You can have a contractor who doesn't care get rid of it for you. Be careful on this as you can get into trouble. One of the installers who occasionally worked for our company demoed an asbestos floor and tossed the material into our big dumpster (he did not have permission to do this). Somehow the authorities got wind of this and a company came in their silver suites, created a plastic passage from our dumpster to their enclosed truck and took it all away. I'm not sure what the fine was for this but I'm sure it was hefty.

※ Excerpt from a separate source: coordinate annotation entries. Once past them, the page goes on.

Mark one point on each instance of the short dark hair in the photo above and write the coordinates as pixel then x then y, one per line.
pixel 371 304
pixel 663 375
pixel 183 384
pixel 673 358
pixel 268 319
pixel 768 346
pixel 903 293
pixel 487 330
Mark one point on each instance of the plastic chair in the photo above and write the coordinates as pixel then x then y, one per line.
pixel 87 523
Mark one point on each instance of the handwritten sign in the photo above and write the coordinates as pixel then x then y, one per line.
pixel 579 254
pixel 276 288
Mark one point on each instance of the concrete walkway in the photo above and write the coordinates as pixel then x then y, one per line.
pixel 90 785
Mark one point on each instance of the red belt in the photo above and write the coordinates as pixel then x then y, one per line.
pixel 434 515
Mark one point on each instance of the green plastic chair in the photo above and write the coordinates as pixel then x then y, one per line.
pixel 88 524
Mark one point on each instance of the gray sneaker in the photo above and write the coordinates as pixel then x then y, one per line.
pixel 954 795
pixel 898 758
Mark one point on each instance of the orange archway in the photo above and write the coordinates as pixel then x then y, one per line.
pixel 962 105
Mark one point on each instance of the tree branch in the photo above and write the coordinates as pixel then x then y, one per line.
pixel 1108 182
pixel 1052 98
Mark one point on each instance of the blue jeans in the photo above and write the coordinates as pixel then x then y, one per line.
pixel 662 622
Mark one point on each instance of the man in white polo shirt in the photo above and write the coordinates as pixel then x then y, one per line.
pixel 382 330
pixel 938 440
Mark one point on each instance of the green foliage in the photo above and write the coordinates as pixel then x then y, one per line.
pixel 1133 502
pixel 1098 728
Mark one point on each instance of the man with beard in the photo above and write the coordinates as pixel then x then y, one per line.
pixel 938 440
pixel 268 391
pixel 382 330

You can also contain the asbestos and leave it in place. Installing another floor over it does this. If you have an asbestos ceiling that is fraying you can just spray it with paint or varnish (matte clear for a matte ceiling) and the paint or varnish basically glues the fibers down. I have installed may floors over asbestos floors both by gluing and floating the new floor.

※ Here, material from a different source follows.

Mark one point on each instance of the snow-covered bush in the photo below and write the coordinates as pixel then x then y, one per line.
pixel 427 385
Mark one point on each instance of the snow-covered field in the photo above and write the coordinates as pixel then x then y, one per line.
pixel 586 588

The best thing that can happen for a homeowner with a floor that contains asbestos is to have an insurance loss to the floor (like a flood). The insurance process pretty much requires that asbestos and lead testing be done and mitigating the asbestos or lead is covered by the insurance claim. I am NOT suggesting insurance fraud, but I do the insurance claims for our company and having this stuff done on your insurance company instead of out of pocket is a huge thing.
I suggest talking to more than one flooring company. Everyone has their own 'flavor' and way of doing things. In my experience my 'competitors' who work in the big box stores are typically the least knowledgable people in the industry. Maybe last week they were in the lighting department. I suggest getting at least one or two actual flooring contractors to look at it. If they are going to do other things to the home they may want to get a general contractor involved to help them. Yes, a general contractor costs money - but a good one will save you money by eliminating your learning curve and having trusted subs they work with. I am a trusted sub of many local contractors who don't even talk to anyone else about their flooring work. I know what I'm doing, am always available for consults and they know they can be confident about my work. Basically you want to find someone like me in your area.
If there is particle board under the vinyl, which would only be for a wood subfloor and not a concrete one, I'd be wanting to get that particle board out of there. First off beause it will be very old and probably degraded, and second, because if there is a water loss or a flood the particle board will blow up like a balloon and ruin your new flooring. Also, for a house of that age with a wood subfloor, I'd be wanting to strip off the layers to check for any needed subfloor repairs before putting in a new floor. Sometimes if you can get under the house you can look for this stuff from underneath.
- Anonymous1 month ago
I did an asbestos awareness course (there's a few hours of my life I won't get back). It was used in over 3000 building products and thermoplastic flooring, as they used to call it, is one of them. If it is sound you can leave it as an underlay which will effectively encapsulate it, otherwise it needs taking up.
- GLv 51 month ago
Asbestos testing is cheap, maybe $25 - $50 tops. Asbestos demolition and disposal is expensive. 1966 it certainly could be asbestos and once you test positive, you pretty much have to go all the way. Asbestos left in place is not a problem so you could simply not ask the question and cover it with a barrier and put the new flooring over top.
- princess pounderLv 71 month ago
You have the option of installing the new floor over top the sheet vinyl. Very safe that way.